Back at our house, Mum, who had been listening from
behind the front-room window, buttered some extra bread for tea. Dad came in with Jago and the dog. Nobody said anything about what had happened. Jago and the dog both looked ashamed, as if it were all their fault. Jago sat at the table with us to eat his dinner, though – and he ate plenty. He cleaned his plate in about two minutes flat. He ate uncouthly, scooping food onto his fork and shovelling it into his mouth. If I’d eaten like that I’d have been told off, but my parents merely exchanged knowing glances, and then Mum heaped up Jago’s plate again. I had never seen anyone eat so much, so fast, in all my life.
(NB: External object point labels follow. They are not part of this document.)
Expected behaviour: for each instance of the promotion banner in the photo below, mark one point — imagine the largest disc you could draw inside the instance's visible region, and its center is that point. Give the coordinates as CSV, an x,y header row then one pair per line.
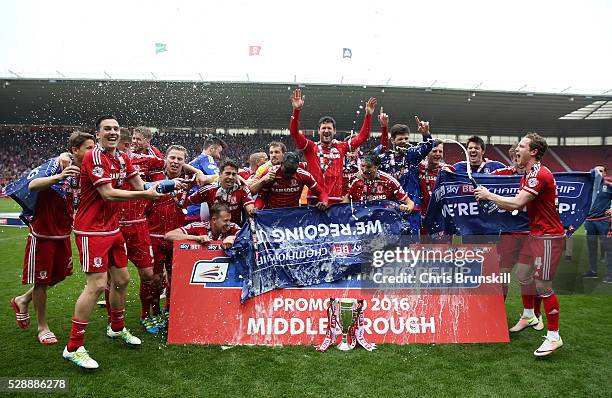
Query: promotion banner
x,y
454,301
304,246
453,210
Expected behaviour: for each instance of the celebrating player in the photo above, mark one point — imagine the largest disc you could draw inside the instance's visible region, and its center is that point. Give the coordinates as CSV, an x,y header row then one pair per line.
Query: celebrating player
x,y
325,160
227,190
163,215
219,228
541,256
479,164
510,244
48,253
402,160
282,185
371,184
256,159
207,163
141,142
100,243
429,169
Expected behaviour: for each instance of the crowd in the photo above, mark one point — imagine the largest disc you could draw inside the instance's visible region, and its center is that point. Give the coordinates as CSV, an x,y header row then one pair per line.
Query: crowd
x,y
329,170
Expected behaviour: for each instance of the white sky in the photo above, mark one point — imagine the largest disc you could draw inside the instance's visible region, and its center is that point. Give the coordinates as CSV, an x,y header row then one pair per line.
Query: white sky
x,y
546,45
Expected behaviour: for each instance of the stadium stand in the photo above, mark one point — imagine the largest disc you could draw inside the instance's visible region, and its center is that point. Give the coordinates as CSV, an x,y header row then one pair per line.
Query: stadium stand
x,y
26,147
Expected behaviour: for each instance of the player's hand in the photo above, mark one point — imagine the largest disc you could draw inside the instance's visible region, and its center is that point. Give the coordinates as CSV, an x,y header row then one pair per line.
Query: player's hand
x,y
407,207
270,176
423,127
228,242
180,183
200,178
297,99
65,159
371,105
70,171
482,193
152,193
383,118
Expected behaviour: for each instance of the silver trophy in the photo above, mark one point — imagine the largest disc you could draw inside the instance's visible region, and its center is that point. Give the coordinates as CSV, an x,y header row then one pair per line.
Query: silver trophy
x,y
347,319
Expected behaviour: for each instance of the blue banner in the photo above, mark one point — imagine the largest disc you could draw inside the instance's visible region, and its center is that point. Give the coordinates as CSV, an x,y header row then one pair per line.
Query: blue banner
x,y
19,192
304,246
453,210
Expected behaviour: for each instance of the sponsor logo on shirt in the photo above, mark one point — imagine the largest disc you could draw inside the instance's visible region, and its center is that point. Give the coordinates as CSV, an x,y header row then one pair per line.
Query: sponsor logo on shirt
x,y
532,182
98,171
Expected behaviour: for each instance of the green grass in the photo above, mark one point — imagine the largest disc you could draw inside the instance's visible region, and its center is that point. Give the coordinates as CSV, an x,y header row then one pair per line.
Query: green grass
x,y
581,368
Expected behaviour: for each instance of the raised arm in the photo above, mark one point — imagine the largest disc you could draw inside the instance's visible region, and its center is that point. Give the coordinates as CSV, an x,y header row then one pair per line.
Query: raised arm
x,y
383,118
418,152
364,133
111,194
297,102
42,183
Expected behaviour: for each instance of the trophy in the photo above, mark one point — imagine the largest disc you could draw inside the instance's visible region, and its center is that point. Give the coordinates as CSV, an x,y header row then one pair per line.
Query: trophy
x,y
347,321
345,316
‘It’s nice to have someone with a good appetite at the table,’ Mum said. She smiled at Jago. He wiped his mouth with his hand, burped and said, ‘Thanks very much.’
Mum nodded. She was pleased, I could tell.
I kept looking at Jago from under my fringe. I could not think of a single thing to say that would not make me sound like a baby or an idiot.
After a while, we heard raised voices next door. The dog cowered behind one of the living-room chairs and peed on the carpet.
‘I’d best be going,’ Jago said. He stood up. He looked dirty and scruffy and big, and out of place in our little front room that was neat as a pin.
‘Going where?’ Mum asked.
Jago shrugged. ‘I dunno. Anywhere. I’ll find somewhere.’
Dad turned up the telly to mask the sounds from number 10 and said it would be helpful if Jago stayed with us at least until the dog settled down. Mum latched onto what Dad had said as if that had been the plan all along.
‘You can’t go and leave us to cope with her while she’s so unsettled,’ she said. ‘You just can’t.’
Jago looked dubious but did not know how to refuse.
Mum went upstairs to make up the bed in the boxroom.
Dad told Jago to sit down again in the kind of voice that brooked no argument.
I could hardly wait to tell Ellen about all this – she would, I was sure, be mad with curiosity.
For the rest of the evening, Dad and Jago sat together on the settee, awkwardly, with their arms crossed, watching the football, and I sat on the rug and tried to feed cheese to the dog to make her feel more at home. Then Dad said it was getting late and time for bed.